Strengths and limitations
This study has a number of strengths and limitations. One key strength is that the DISC is a psychometrically validated tool that provides direct self-reported data from the mental health consumer, rather than hypothetical scenarios and case vignettes (Brohan et al., 2013). Conducting this study in a population group with severe and persistent mental illness provides participants with the opportunity to voice opinions and share their own personal experiences. However, a limitation of this could be the lack of generalisability of results, as clients of the AOT are not necessarily representative of the wider Australian mental health population. The service users of ACT teams tend to be among the most disabled of severely and persistently mentally ill individuals; hence, there is the possibility that participants may have lacked insight into their illness or have had their recall impaired due to the severity and duration of their illness. The lack of generalisability extends to the staff at the AOT who are unique in adopting a proactive and holistic approach to mental healthcare which may not currently be the standardised practice across Australia. Furthermore, the small sample size used for this study limited the ability to conduct multivariate statistical analysis; however, this is primarily a descriptive, exploratory study, focusing on rich qualitative responses.

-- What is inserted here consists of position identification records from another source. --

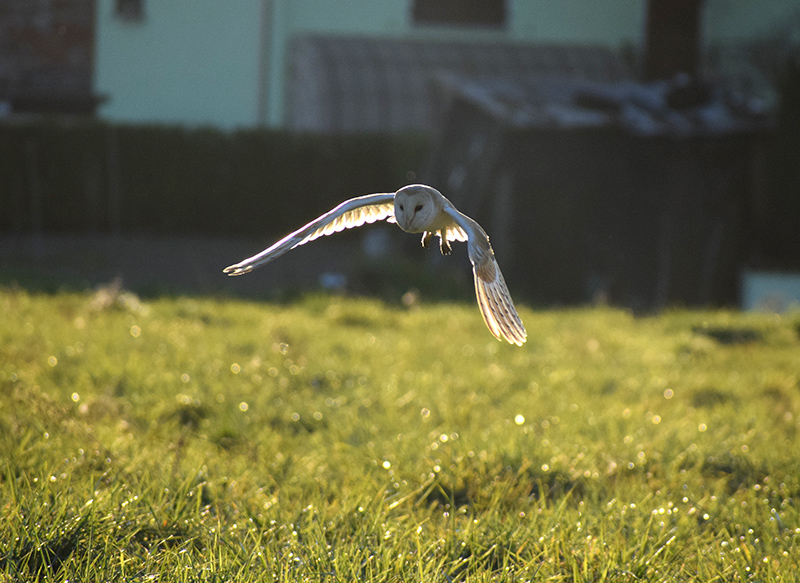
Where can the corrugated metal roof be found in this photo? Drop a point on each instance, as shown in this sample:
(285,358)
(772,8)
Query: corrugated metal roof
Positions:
(350,84)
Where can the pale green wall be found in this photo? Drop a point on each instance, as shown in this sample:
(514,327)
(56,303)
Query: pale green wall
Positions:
(185,62)
(203,62)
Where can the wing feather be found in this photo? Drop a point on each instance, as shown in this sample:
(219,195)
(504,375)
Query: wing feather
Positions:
(349,214)
(494,299)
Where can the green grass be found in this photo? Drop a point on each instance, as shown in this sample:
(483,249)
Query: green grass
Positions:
(336,439)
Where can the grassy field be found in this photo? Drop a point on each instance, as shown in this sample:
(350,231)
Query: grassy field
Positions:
(335,439)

Further research may investigate other perspectives of discrimination from staff and family members to address potential under-reporting. Likewise the study could be conducted among a group with a different diagnosis or within a different mental health team to generate comparative data and a wider picture of mental health stigma and discrimination in Australia. This method of conducting consumer-centred research has provided invaluable insight into designing more effective interventions for reducing stigma.
Conclusion
Individuals living with severe and persistent mental illness experience discrimination in everyday aspects of daily life including physical and mental healthcare. Stigma can be internalised, leading to high rates of anticipated discrimination, where individuals restrict their participation in areas of life, regardless of whether they have experienced stigma. Positive discrimination was found to be rather the lack of negative discrimination. In particular, healthcare professionals in ACT teams have a potentially significant role in reducing stigma and discrimination with severely and persistently mentally ill individuals.
Footnotes
Acknowledgements
The authors thank Prof. Graham Thornicroft (Health Services and Population Research Department Institute of Psychiatry, Kings College London) for permission to use the DISC and clients and staff of the Lower North Shore Assertive Outreach Team, North Shore Ryde Mental Health Service, for their support and contribution to the study.
Declaration of Conflicting Interests
The author(s) declared no potential conflicts of interest with respect to the research, authorship and/or publication of this article.
Funding
The author(s) received no financial support for the research, authorship and/or publication of this article.